But the decades have taken a toll. The building’s concrete support pillars and stucco wall are “visibly out of plumb,” according to a 2017 inspection report. The city abandoned it that year, citing safety concerns.

It’s now a canvas for graffiti and surrounded by a cyclone fence—which, bemoans one online commenter, has noticeably detracted from its creepiness.

“It’s a disaster,” neighbor Hilary Mackenzie says, summing up the situation. She’s been walking her dogs by the Bear House for 38 years.

Mackenzie would like the city to stabilize the roof and turn it into a picnic shelter. “In a perfect world, this could be a nice, romantic ruin,” she says.

Instead, the city has long planned to replace it with a 2,300-square-foot maintenance facility and parking lot. But that would cost money that perpetually broke Portland Parks & Recreation doesn’t have. A 2018 master plan put the total cost for the new facility at upwards of $2.7 million. In 2020, the city planned to spend $100,000 to demolish it.

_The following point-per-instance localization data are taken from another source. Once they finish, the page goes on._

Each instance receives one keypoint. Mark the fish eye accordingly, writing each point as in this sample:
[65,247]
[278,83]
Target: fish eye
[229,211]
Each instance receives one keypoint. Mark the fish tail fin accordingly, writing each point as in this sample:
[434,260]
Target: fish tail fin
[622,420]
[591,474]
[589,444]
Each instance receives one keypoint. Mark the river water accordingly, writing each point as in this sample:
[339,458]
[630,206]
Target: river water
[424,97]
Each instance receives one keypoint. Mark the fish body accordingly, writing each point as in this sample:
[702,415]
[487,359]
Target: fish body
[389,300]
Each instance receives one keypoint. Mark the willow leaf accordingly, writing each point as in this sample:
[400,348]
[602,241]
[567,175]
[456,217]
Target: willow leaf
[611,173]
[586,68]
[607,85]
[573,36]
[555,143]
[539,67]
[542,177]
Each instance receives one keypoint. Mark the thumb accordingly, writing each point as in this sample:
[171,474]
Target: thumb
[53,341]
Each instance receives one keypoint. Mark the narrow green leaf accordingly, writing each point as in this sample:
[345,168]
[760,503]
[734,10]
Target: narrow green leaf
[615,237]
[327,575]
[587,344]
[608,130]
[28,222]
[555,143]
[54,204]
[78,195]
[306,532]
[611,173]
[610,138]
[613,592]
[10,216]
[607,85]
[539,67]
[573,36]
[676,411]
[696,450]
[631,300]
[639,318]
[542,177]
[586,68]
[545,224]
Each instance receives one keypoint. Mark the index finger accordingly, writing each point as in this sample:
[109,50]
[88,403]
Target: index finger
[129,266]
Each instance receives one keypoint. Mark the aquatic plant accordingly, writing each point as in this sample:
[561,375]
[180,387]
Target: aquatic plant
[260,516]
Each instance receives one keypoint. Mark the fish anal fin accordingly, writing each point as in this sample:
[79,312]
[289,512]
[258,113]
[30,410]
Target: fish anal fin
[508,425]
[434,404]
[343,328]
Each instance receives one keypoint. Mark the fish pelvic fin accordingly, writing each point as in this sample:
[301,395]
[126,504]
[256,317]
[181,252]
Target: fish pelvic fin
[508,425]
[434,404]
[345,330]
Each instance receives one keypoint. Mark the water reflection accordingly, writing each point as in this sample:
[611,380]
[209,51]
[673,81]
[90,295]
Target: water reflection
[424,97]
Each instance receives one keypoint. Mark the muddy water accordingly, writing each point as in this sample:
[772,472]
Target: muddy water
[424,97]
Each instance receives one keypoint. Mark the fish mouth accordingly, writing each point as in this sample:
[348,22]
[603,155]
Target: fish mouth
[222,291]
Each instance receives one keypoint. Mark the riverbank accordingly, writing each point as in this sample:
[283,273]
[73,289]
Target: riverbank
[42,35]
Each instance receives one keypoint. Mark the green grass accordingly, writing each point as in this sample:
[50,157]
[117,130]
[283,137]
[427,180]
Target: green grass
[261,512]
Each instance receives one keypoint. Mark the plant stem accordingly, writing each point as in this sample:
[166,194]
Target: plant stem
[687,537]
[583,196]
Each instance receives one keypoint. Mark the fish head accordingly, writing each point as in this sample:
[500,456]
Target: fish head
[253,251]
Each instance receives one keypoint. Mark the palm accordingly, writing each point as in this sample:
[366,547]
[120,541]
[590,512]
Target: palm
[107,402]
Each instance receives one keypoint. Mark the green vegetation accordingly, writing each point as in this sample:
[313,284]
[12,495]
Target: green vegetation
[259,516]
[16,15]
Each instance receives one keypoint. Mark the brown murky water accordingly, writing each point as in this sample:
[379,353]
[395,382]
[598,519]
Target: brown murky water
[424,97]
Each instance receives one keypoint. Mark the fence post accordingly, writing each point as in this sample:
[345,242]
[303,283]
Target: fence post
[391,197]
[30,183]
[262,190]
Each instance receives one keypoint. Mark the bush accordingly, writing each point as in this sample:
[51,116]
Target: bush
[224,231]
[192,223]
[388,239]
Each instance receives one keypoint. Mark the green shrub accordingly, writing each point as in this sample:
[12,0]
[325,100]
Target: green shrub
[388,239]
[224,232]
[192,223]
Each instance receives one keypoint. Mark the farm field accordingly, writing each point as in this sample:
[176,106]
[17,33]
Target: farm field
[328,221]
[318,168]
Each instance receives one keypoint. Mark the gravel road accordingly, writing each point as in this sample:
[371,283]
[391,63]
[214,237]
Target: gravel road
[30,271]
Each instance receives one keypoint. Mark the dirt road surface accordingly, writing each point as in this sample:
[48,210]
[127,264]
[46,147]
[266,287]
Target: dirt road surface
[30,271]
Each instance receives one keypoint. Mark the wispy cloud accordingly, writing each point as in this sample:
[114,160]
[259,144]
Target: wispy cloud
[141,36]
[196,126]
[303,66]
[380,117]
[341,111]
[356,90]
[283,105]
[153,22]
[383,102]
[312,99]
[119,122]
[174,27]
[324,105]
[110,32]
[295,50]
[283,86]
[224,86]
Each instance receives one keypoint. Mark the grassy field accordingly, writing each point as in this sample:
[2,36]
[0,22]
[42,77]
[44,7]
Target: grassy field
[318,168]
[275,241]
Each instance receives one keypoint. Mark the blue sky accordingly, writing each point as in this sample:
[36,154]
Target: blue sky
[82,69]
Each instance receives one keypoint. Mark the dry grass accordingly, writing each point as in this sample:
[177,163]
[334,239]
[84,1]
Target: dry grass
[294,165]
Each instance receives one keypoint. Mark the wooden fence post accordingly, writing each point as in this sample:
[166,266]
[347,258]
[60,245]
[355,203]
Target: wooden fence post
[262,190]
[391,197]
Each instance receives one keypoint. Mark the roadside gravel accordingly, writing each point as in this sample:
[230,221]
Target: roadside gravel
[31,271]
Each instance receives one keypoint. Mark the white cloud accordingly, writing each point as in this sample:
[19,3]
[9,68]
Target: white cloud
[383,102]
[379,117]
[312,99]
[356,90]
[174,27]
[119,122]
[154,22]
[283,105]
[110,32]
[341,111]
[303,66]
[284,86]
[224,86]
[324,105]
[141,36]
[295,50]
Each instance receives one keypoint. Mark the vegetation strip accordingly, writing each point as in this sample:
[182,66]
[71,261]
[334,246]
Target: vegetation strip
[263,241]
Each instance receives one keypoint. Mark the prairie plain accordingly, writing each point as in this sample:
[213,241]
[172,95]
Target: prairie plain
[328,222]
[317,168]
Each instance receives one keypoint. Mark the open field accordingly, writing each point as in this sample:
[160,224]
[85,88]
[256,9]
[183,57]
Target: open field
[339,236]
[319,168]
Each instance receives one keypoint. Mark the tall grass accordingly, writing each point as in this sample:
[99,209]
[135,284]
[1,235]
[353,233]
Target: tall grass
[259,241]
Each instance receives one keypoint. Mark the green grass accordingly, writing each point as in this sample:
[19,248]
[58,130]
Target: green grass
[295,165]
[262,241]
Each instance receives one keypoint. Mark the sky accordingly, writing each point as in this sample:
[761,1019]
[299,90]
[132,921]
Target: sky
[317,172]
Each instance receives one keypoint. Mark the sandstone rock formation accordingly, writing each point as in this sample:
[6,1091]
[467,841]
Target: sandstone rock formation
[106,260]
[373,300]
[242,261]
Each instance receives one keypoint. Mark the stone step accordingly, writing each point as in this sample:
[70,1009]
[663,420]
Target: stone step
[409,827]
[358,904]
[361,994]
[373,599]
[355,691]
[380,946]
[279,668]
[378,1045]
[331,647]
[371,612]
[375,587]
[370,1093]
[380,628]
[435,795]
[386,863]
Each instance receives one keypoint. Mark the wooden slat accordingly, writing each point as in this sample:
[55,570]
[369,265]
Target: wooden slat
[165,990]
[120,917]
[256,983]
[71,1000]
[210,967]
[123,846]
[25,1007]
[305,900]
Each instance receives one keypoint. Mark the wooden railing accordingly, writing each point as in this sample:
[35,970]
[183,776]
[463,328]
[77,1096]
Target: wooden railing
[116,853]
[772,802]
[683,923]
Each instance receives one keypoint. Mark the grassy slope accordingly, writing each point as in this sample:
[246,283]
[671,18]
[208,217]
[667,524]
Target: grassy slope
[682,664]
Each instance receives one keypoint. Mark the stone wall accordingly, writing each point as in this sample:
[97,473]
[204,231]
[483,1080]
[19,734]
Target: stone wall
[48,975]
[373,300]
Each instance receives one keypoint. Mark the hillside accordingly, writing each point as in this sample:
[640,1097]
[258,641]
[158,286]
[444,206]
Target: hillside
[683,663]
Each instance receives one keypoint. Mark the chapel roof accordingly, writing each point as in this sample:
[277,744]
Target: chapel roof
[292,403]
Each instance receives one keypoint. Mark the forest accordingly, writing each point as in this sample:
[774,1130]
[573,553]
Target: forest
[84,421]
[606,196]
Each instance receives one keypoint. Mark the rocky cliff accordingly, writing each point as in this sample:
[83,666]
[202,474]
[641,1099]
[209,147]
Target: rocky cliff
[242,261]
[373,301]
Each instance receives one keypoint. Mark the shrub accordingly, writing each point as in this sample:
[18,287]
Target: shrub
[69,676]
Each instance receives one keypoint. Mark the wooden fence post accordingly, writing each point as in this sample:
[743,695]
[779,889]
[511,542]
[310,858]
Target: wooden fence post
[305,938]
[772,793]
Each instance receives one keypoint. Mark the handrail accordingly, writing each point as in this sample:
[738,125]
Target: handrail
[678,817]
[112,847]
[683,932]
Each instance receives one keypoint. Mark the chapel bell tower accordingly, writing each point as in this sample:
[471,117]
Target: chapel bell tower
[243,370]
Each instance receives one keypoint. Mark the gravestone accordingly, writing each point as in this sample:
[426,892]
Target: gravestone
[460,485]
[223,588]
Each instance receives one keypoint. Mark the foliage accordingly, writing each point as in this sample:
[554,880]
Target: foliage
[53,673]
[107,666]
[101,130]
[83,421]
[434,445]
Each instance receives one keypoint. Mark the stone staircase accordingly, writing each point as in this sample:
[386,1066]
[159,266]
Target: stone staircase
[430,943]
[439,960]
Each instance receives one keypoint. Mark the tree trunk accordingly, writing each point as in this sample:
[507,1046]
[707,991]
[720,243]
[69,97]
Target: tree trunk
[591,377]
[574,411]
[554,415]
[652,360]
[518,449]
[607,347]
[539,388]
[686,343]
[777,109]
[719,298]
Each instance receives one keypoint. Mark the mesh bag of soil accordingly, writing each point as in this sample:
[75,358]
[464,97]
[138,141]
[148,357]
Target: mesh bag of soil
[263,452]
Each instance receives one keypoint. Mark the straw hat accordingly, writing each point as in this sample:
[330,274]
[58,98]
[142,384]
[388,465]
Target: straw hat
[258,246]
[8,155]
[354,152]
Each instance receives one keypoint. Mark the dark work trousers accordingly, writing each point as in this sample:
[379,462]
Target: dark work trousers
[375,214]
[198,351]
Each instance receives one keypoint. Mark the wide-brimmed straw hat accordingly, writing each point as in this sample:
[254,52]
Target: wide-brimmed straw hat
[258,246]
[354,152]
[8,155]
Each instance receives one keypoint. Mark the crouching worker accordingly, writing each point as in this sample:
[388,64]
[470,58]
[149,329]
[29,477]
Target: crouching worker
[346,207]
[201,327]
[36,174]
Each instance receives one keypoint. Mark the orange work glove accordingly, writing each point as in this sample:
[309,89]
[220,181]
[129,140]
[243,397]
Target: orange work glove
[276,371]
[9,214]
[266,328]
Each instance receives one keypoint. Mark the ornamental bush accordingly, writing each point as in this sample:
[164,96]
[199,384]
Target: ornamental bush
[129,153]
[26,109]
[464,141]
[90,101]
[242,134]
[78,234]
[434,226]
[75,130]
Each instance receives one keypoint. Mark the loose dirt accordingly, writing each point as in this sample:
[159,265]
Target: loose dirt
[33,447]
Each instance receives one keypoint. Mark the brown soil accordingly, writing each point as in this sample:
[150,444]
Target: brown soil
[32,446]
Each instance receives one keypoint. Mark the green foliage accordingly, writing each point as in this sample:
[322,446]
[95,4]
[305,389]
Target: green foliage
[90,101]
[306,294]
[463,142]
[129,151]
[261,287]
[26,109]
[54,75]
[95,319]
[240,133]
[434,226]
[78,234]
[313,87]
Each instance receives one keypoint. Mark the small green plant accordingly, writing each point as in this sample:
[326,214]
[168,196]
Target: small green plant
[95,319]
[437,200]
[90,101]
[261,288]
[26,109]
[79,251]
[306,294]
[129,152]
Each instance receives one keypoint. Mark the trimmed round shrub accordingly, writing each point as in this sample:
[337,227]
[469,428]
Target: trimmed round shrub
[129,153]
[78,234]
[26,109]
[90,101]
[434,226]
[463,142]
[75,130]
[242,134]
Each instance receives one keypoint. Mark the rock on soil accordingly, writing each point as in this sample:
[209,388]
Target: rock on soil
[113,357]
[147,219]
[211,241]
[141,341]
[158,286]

That hasn’t happened. A “feasibility study” promised in 2018 to be completed within five years isn’t forthcoming “due to funding constraints,” says parks bureau spokesman Mark Alejos. He couldn’t say when the building was last used.

So, the former Bear House stands empty, an eyesore greeting hikers as they ascend through the Asian rhododendrons, a picturesque section of park known as the “Cloud Forest,” on their way to the Holocaust memorial.

In fact, little progress at all has been made on the 2018 master plan, which included $94 million in projects to be completed in three phases. The first phase, which included the Bear House study, was supposed to be completed within five years.

But it’s not finished and there’s no time frame to do it, Alejos admits.

Kathy Goeddel, president of Friends of Washington Park and Zoo Railway, says that was to be expected. The plan included many “big ideas” but not the money to fund them. “They planned it not to be practical,” she says, “but to be aspirational.”